New Accounting Act has clear outlines
The law promises to reduce the administrative burden and move accounting towards international standards. Together with implementing decrees, accounting standards, and a law amending related legislation including the Income Tax Act, the act should come into effect on 1 January 2024. Its draft has already gone through an external comment procedure, but the text of the accompanying regulations has not yet been made public.
One of the objectives of the new regulation is to align the national concept with the globally accepted accounting frameworks so as not to conflict with the requirements of EU law. One example is a change in ﬁnance leases where their accounting treatment shall be similar to the acquisition of assets by purchase. The new regulation should reduce the administrative burden while enhancing the quality and transparency of financial statements. The law primarily puts emphasis on financial reporting rather than on how individual accounting transactions are kept and accounted for.
Extended applicability of international accounting standards
The new law extends the obligation or possibility to use international accounting standards. These should be mandatory for corporations whose investment securities are traded on an EU regulated market as well as for most ﬁnancial institutions including investment funds. International accounting standards could then voluntarily be used by taxable entities subject to the Specialised Tax Authority or by entities that expect to be included in the consolidated ﬁnancial statements prepared in accordance with international accounting standards. In connection with this, it will be important from a tax perspective to see whether an expected change in the Income Tax Act allowing the use of the ﬁnancial statements prepared in accordance with international accounting standards to determine the tax base will be implemented.
Functional currency concept, changes applicable to audits, and simplifications for non-profit organisations and foreign companies
As a new concept, the law introduces the application of the functional currency, i.e., the currency in which the entity carries out the majority of its activities. The currency used for accounting may be the Czech crown or a foreign currency if it is the functional currency and if the entity has opted for it. This change would therefore eliminate foreign exchange differences relating to the functional currency.
Changes to the criteria for mandatory audits are also being considered. The new rules should apply to large entities, medium-sized entities, and parent entities fulfilling the consolidation obligation. An alternative proposal is to increase current limits (total assets of CZK 65 million, annual net turnover of CZK 130 million, average number of employees of 50 per accounting period).

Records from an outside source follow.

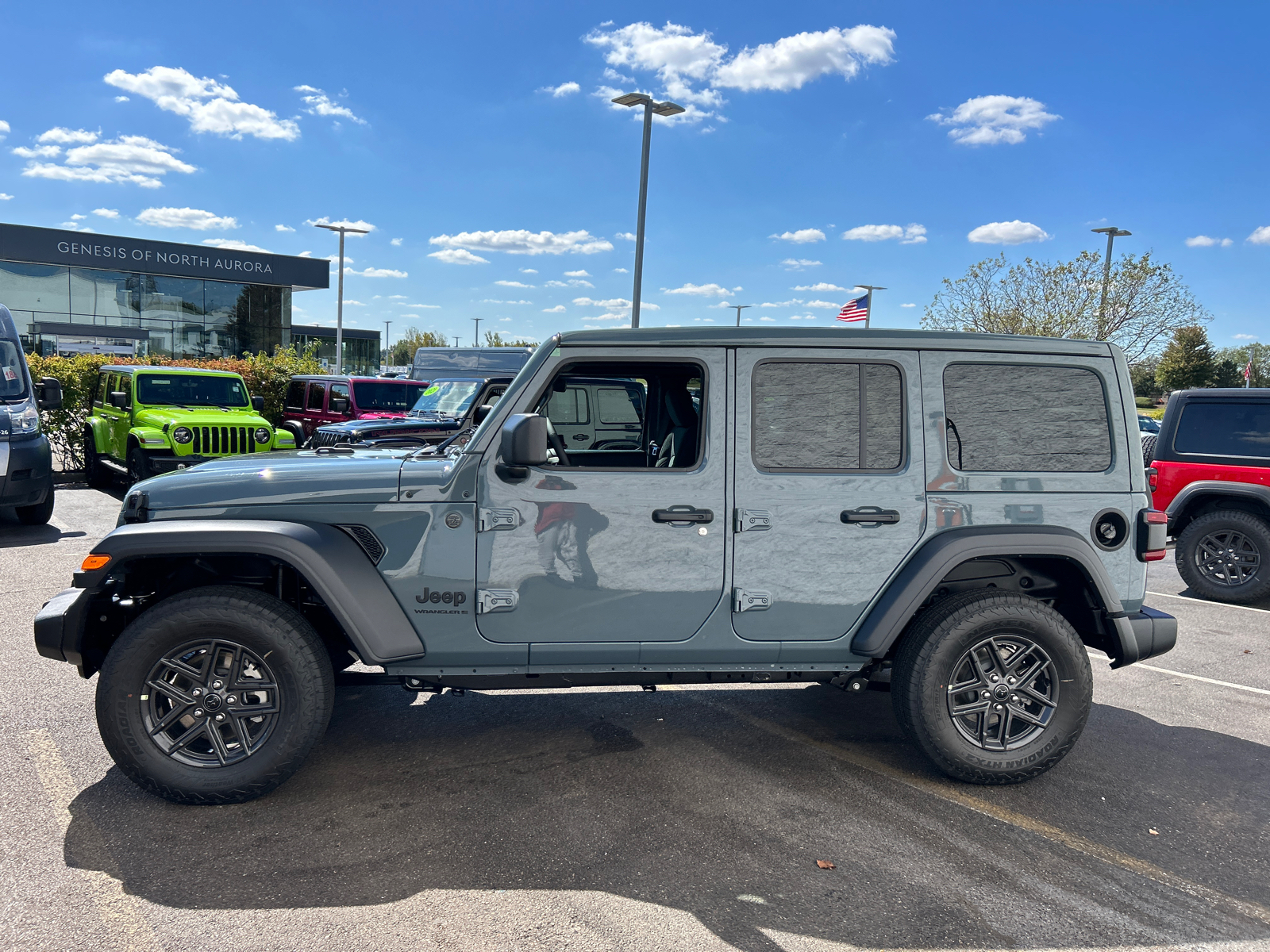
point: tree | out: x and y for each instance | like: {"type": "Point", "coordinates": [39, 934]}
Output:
{"type": "Point", "coordinates": [402, 353]}
{"type": "Point", "coordinates": [495, 340]}
{"type": "Point", "coordinates": [1146, 301]}
{"type": "Point", "coordinates": [1187, 361]}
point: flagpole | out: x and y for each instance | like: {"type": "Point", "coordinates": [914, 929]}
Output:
{"type": "Point", "coordinates": [870, 289]}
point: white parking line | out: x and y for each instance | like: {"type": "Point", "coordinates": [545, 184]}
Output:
{"type": "Point", "coordinates": [1206, 602]}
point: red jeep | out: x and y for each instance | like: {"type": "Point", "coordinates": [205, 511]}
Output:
{"type": "Point", "coordinates": [1212, 476]}
{"type": "Point", "coordinates": [321, 399]}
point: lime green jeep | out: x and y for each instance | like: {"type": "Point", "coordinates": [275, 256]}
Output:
{"type": "Point", "coordinates": [146, 420]}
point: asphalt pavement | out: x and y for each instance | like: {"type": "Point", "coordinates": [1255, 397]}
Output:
{"type": "Point", "coordinates": [615, 819]}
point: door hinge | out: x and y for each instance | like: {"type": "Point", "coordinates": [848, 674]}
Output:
{"type": "Point", "coordinates": [491, 520]}
{"type": "Point", "coordinates": [491, 601]}
{"type": "Point", "coordinates": [752, 601]}
{"type": "Point", "coordinates": [751, 520]}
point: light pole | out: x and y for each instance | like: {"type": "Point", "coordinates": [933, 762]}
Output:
{"type": "Point", "coordinates": [649, 108]}
{"type": "Point", "coordinates": [1113, 234]}
{"type": "Point", "coordinates": [870, 289]}
{"type": "Point", "coordinates": [340, 301]}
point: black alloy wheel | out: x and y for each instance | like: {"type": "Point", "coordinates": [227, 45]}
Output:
{"type": "Point", "coordinates": [214, 696]}
{"type": "Point", "coordinates": [995, 687]}
{"type": "Point", "coordinates": [1222, 556]}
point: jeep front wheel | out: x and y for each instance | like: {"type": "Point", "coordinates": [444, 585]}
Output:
{"type": "Point", "coordinates": [1222, 556]}
{"type": "Point", "coordinates": [214, 696]}
{"type": "Point", "coordinates": [994, 687]}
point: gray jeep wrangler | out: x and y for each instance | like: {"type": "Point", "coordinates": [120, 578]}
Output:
{"type": "Point", "coordinates": [956, 516]}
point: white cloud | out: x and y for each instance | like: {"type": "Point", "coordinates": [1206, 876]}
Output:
{"type": "Point", "coordinates": [803, 236]}
{"type": "Point", "coordinates": [702, 290]}
{"type": "Point", "coordinates": [127, 159]}
{"type": "Point", "coordinates": [1007, 232]}
{"type": "Point", "coordinates": [376, 273]}
{"type": "Point", "coordinates": [69, 137]}
{"type": "Point", "coordinates": [524, 243]}
{"type": "Point", "coordinates": [457, 255]}
{"type": "Point", "coordinates": [990, 121]}
{"type": "Point", "coordinates": [186, 219]}
{"type": "Point", "coordinates": [912, 235]}
{"type": "Point", "coordinates": [321, 105]}
{"type": "Point", "coordinates": [342, 224]}
{"type": "Point", "coordinates": [564, 89]}
{"type": "Point", "coordinates": [207, 105]}
{"type": "Point", "coordinates": [692, 67]}
{"type": "Point", "coordinates": [234, 245]}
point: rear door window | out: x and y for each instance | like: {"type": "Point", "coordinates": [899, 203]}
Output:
{"type": "Point", "coordinates": [1026, 418]}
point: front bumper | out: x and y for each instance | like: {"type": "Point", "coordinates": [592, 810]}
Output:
{"type": "Point", "coordinates": [1145, 635]}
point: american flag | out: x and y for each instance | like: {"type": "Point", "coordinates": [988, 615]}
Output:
{"type": "Point", "coordinates": [856, 310]}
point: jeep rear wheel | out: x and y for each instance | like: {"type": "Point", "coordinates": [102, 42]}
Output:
{"type": "Point", "coordinates": [214, 696]}
{"type": "Point", "coordinates": [994, 687]}
{"type": "Point", "coordinates": [1223, 556]}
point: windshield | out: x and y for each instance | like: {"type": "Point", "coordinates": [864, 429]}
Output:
{"type": "Point", "coordinates": [389, 397]}
{"type": "Point", "coordinates": [190, 390]}
{"type": "Point", "coordinates": [448, 397]}
{"type": "Point", "coordinates": [13, 381]}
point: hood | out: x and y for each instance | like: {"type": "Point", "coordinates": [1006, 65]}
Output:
{"type": "Point", "coordinates": [279, 478]}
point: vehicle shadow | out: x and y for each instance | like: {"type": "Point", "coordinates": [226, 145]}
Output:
{"type": "Point", "coordinates": [676, 799]}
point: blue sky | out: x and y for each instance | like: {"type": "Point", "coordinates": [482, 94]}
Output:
{"type": "Point", "coordinates": [499, 190]}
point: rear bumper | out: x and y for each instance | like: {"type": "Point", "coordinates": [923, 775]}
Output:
{"type": "Point", "coordinates": [1145, 635]}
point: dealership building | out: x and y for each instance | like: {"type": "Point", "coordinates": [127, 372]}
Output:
{"type": "Point", "coordinates": [76, 292]}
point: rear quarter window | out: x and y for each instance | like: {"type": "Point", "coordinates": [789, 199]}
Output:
{"type": "Point", "coordinates": [1026, 418]}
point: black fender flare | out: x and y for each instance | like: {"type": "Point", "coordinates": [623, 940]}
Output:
{"type": "Point", "coordinates": [945, 551]}
{"type": "Point", "coordinates": [330, 562]}
{"type": "Point", "coordinates": [1214, 488]}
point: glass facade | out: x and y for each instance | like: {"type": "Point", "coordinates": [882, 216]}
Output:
{"type": "Point", "coordinates": [87, 310]}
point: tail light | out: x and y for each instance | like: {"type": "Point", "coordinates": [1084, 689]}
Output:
{"type": "Point", "coordinates": [1153, 535]}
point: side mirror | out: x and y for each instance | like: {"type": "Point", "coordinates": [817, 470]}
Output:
{"type": "Point", "coordinates": [525, 443]}
{"type": "Point", "coordinates": [51, 397]}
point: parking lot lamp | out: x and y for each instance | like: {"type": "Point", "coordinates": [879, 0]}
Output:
{"type": "Point", "coordinates": [1113, 234]}
{"type": "Point", "coordinates": [649, 108]}
{"type": "Point", "coordinates": [340, 300]}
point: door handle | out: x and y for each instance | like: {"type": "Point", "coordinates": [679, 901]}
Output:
{"type": "Point", "coordinates": [683, 513]}
{"type": "Point", "coordinates": [870, 514]}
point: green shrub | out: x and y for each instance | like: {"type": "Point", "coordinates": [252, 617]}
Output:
{"type": "Point", "coordinates": [266, 374]}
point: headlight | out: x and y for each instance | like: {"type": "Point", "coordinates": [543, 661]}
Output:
{"type": "Point", "coordinates": [25, 419]}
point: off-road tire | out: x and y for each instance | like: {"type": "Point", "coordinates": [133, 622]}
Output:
{"type": "Point", "coordinates": [37, 514]}
{"type": "Point", "coordinates": [933, 649]}
{"type": "Point", "coordinates": [264, 626]}
{"type": "Point", "coordinates": [139, 465]}
{"type": "Point", "coordinates": [94, 474]}
{"type": "Point", "coordinates": [1253, 528]}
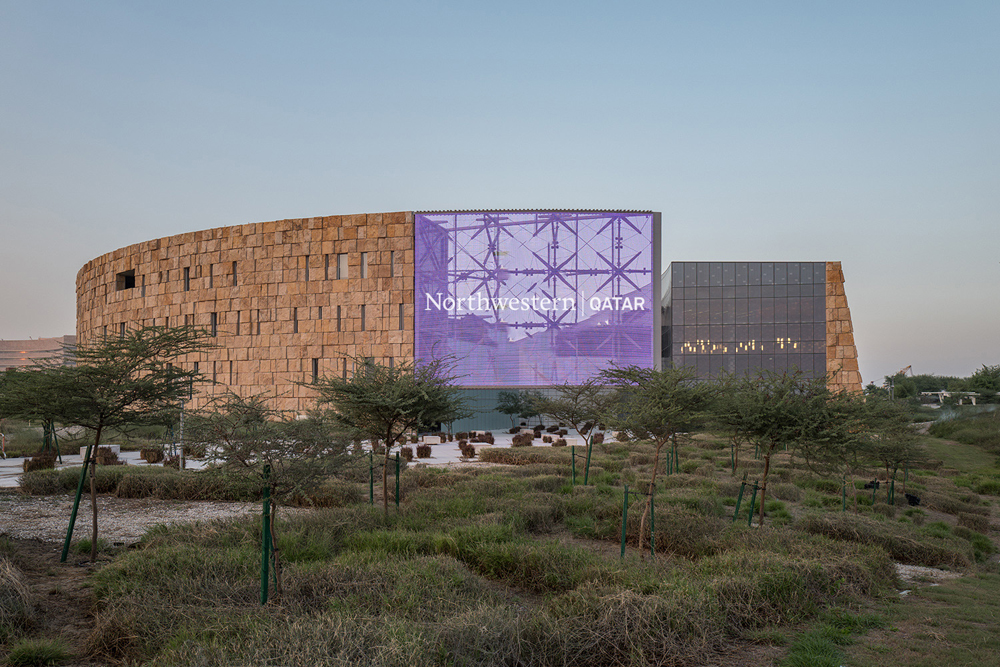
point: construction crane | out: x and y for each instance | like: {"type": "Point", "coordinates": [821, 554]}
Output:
{"type": "Point", "coordinates": [890, 382]}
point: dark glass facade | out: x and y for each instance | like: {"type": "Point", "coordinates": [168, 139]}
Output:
{"type": "Point", "coordinates": [738, 317]}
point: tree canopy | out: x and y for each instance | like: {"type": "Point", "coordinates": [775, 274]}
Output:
{"type": "Point", "coordinates": [381, 403]}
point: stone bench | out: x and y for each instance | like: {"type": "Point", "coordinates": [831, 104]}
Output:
{"type": "Point", "coordinates": [114, 448]}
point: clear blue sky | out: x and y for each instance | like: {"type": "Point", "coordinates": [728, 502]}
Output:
{"type": "Point", "coordinates": [865, 132]}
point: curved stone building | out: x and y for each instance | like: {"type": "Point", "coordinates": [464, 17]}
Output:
{"type": "Point", "coordinates": [286, 300]}
{"type": "Point", "coordinates": [521, 299]}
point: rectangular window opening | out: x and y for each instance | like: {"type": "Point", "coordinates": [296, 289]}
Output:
{"type": "Point", "coordinates": [125, 280]}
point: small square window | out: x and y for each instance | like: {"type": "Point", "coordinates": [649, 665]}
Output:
{"type": "Point", "coordinates": [125, 280]}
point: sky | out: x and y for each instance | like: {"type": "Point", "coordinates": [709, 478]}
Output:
{"type": "Point", "coordinates": [861, 132]}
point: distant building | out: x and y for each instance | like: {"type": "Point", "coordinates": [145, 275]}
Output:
{"type": "Point", "coordinates": [24, 353]}
{"type": "Point", "coordinates": [739, 317]}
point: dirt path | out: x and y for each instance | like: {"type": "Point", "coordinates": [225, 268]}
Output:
{"type": "Point", "coordinates": [62, 598]}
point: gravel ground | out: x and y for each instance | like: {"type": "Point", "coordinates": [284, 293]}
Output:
{"type": "Point", "coordinates": [121, 520]}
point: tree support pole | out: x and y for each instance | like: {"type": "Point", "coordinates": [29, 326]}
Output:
{"type": "Point", "coordinates": [76, 504]}
{"type": "Point", "coordinates": [739, 501]}
{"type": "Point", "coordinates": [624, 517]}
{"type": "Point", "coordinates": [652, 524]}
{"type": "Point", "coordinates": [265, 542]}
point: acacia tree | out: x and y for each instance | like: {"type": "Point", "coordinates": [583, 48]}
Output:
{"type": "Point", "coordinates": [289, 456]}
{"type": "Point", "coordinates": [577, 404]}
{"type": "Point", "coordinates": [117, 382]}
{"type": "Point", "coordinates": [654, 405]}
{"type": "Point", "coordinates": [781, 410]}
{"type": "Point", "coordinates": [381, 403]}
{"type": "Point", "coordinates": [890, 442]}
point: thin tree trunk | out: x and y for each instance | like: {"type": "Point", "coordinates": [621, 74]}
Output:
{"type": "Point", "coordinates": [763, 486]}
{"type": "Point", "coordinates": [93, 495]}
{"type": "Point", "coordinates": [649, 498]}
{"type": "Point", "coordinates": [274, 550]}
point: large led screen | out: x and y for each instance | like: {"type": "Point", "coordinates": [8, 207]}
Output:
{"type": "Point", "coordinates": [534, 298]}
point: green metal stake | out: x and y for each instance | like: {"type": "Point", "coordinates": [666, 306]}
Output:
{"type": "Point", "coordinates": [265, 546]}
{"type": "Point", "coordinates": [76, 505]}
{"type": "Point", "coordinates": [652, 524]}
{"type": "Point", "coordinates": [624, 517]}
{"type": "Point", "coordinates": [739, 500]}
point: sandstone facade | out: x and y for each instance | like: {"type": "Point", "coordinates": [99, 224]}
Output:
{"type": "Point", "coordinates": [841, 353]}
{"type": "Point", "coordinates": [286, 300]}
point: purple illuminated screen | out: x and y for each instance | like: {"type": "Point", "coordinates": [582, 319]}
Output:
{"type": "Point", "coordinates": [534, 298]}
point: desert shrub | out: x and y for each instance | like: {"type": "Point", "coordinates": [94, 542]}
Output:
{"type": "Point", "coordinates": [989, 487]}
{"type": "Point", "coordinates": [976, 522]}
{"type": "Point", "coordinates": [681, 532]}
{"type": "Point", "coordinates": [950, 505]}
{"type": "Point", "coordinates": [827, 485]}
{"type": "Point", "coordinates": [516, 457]}
{"type": "Point", "coordinates": [16, 605]}
{"type": "Point", "coordinates": [982, 546]}
{"type": "Point", "coordinates": [41, 461]}
{"type": "Point", "coordinates": [900, 543]}
{"type": "Point", "coordinates": [37, 652]}
{"type": "Point", "coordinates": [884, 509]}
{"type": "Point", "coordinates": [785, 491]}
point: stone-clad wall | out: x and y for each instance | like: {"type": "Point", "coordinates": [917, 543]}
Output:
{"type": "Point", "coordinates": [279, 311]}
{"type": "Point", "coordinates": [841, 353]}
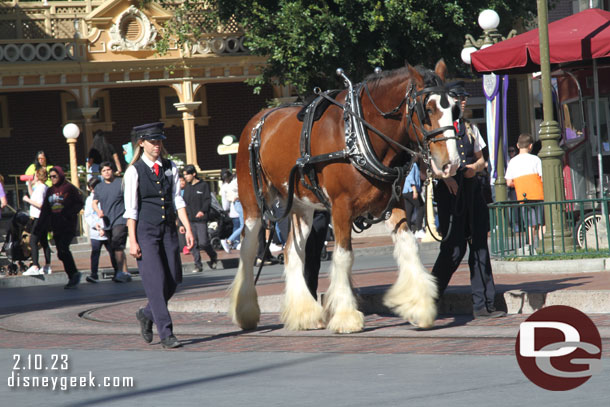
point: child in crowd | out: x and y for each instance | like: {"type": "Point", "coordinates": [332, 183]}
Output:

The new law should considerably simplify the administration of non-profit organisations, natural persons, and branches of foreign entities: these should not be treated as accounting units. Consequently, under this law they will not be required to keep accounting records.
The new law also implements an EU directive that imposes an obligation on selected companies to publish an income tax report.
Effectiveness from 2024
Considering the ongoing legislative process and the extensive number of comments (e.g., from the Czech Chamber of Tax Advisors, the Czech Chamber of Commerce or the CNB), we can expect numerous changes and amendments. The final draft submitted to the deputies may therefore undergo significant changes. It will also be important to monitor subsequent changes in secondary regulations and related laws, expected to be published in the first months of 2023.
Although the set of these regulations is not expected to take effect in most cases until 2024, given the significance of the planned changes, we recommend assessing their impact now.